I wish I could hype myself up, get myself to believe that it will be challenging but fun nonetheless like I did freshman year of undergrad. The most recent semester felt like a constant state of being run over, and I can’t stand the thought of that happening again with an added hour commute, alien terrain, and monthly bills on top of it all.

But God has worked me through self-worth issues, an arduous path of personal betterment, and classes that I thought would be the death of me. He has led me into things I never would have thought I’d have the heart or the courage for. He encouraged me in the science route for undergrad, challenged my obsession with writing, pointed me toward professional storytelling the moment I pried my hands off what I thought I wanted for a career. He saw me through 2.5 years of a sport my family couldn’t afford. He found me a good car for under $2000 that I really should have paid a lot more for.

If He can pull off all He’s already done for my family and me in my short 22 years of existence, I think He can get me a job and an apartment in the Bay Area.

As much as I complain in this anxious, listless limbo, I still believe it will work out.

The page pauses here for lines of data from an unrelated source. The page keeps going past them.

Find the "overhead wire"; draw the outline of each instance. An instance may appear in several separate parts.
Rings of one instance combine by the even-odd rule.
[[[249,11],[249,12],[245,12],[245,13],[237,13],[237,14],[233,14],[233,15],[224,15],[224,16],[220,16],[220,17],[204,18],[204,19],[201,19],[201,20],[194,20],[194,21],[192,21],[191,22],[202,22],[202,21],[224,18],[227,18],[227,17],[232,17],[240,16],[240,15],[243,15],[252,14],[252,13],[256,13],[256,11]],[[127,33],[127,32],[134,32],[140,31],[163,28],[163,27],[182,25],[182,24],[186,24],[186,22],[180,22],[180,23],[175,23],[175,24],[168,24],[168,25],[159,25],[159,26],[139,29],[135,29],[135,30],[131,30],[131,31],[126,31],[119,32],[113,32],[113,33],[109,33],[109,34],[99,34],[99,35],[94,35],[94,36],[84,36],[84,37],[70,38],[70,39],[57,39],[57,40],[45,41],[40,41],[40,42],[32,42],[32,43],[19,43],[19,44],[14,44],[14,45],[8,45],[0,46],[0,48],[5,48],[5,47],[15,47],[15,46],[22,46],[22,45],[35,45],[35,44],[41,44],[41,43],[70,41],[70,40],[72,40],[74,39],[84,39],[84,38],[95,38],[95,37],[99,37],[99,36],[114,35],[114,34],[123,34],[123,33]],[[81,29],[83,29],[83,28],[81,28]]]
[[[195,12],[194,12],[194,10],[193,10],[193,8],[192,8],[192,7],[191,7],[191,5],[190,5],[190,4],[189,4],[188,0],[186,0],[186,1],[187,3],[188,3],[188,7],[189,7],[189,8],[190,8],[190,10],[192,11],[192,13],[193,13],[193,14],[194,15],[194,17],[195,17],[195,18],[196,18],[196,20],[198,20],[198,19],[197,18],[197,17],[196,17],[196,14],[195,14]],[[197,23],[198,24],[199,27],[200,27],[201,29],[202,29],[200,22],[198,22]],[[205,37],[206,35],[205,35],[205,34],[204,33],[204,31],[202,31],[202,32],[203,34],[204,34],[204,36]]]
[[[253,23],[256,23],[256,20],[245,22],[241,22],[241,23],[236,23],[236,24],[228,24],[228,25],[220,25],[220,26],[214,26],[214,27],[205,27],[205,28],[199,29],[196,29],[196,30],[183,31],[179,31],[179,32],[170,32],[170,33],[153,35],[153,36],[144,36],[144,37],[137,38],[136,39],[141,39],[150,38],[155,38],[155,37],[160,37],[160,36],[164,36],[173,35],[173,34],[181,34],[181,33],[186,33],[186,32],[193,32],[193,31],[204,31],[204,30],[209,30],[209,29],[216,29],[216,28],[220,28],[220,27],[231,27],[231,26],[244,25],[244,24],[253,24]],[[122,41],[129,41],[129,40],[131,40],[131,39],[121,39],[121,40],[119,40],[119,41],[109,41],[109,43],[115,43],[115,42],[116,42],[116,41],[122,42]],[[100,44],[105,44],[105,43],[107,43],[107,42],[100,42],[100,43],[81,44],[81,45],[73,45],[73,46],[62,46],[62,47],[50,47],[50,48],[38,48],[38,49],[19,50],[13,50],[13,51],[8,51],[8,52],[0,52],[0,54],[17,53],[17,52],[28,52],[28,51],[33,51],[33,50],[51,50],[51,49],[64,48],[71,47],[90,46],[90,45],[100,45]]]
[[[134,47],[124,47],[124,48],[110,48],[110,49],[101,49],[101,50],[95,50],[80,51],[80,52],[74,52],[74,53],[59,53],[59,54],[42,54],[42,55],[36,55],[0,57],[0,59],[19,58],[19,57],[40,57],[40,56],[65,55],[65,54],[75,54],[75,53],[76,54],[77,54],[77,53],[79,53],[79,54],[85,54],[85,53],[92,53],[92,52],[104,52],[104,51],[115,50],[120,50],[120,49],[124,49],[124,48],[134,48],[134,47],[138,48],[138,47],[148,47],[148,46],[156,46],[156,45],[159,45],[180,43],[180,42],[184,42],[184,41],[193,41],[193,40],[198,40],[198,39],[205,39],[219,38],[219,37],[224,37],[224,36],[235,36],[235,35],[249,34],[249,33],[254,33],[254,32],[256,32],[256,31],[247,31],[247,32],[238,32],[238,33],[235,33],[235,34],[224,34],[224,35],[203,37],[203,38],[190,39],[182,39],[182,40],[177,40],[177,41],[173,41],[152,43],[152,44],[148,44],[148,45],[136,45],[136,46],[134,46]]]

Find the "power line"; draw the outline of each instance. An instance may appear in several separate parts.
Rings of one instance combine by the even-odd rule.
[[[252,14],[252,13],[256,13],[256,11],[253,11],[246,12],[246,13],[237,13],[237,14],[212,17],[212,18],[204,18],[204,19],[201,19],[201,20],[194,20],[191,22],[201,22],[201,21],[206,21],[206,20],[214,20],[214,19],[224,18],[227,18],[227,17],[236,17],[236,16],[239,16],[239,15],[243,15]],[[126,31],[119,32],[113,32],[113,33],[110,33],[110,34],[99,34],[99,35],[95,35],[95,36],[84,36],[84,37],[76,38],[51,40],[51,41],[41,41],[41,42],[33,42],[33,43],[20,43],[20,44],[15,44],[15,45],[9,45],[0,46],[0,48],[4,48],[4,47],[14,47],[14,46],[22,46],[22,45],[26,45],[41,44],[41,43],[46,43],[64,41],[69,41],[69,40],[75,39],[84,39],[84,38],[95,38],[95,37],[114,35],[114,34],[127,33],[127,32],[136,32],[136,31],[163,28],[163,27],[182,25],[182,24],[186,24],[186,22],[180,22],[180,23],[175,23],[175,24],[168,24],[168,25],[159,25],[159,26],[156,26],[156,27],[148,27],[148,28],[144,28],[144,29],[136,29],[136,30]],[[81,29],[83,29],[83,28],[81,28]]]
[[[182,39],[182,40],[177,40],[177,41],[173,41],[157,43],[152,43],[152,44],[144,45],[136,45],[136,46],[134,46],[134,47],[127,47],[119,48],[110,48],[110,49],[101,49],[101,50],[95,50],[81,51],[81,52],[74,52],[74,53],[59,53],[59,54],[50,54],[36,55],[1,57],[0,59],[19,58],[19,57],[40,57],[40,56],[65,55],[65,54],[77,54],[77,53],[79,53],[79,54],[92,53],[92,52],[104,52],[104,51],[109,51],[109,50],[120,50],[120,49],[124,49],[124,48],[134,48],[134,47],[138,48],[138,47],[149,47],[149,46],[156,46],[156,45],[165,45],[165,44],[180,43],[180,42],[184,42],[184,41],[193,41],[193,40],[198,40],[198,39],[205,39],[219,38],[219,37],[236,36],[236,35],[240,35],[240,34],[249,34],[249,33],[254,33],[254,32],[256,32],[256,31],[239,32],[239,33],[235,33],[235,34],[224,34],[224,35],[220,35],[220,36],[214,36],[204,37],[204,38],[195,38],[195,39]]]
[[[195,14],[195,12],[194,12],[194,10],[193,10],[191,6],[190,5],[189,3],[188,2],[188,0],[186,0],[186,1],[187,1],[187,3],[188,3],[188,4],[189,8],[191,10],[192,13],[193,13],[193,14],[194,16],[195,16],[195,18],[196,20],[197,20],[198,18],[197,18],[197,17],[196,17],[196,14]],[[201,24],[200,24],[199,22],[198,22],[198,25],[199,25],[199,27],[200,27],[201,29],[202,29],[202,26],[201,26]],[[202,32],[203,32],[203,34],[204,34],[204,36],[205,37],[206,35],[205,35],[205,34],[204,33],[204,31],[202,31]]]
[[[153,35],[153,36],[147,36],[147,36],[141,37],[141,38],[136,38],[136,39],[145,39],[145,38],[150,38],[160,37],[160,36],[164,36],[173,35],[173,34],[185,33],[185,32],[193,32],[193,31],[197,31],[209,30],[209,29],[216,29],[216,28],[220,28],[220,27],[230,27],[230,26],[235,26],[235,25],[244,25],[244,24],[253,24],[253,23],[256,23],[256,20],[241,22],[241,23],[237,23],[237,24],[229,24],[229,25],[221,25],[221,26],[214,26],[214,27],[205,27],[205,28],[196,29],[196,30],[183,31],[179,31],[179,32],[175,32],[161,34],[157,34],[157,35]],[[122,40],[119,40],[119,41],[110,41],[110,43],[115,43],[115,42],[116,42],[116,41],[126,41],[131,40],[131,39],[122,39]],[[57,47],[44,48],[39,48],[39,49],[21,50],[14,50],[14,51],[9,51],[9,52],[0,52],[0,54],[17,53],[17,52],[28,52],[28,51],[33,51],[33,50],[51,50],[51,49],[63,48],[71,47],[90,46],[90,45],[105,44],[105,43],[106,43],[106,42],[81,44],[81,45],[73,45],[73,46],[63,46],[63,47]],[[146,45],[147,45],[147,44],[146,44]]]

Because there’s still a part of me that leans toward naïve optimism out of a deep sense of necessity. As cynical and burnt out as I still am from the last four years (which really were a good 4 years), and as this move is becoming more and more complicated (impossible housing market, losing a roommate, car trouble, etc. etc. etc.), the interface between logic and faith as I understand it demands I recognize the need to look for the bright side of things. To not lose hope in optimism and the excitement of new seasons realized. To above all look to the God who has proven Himself faithful countless times over.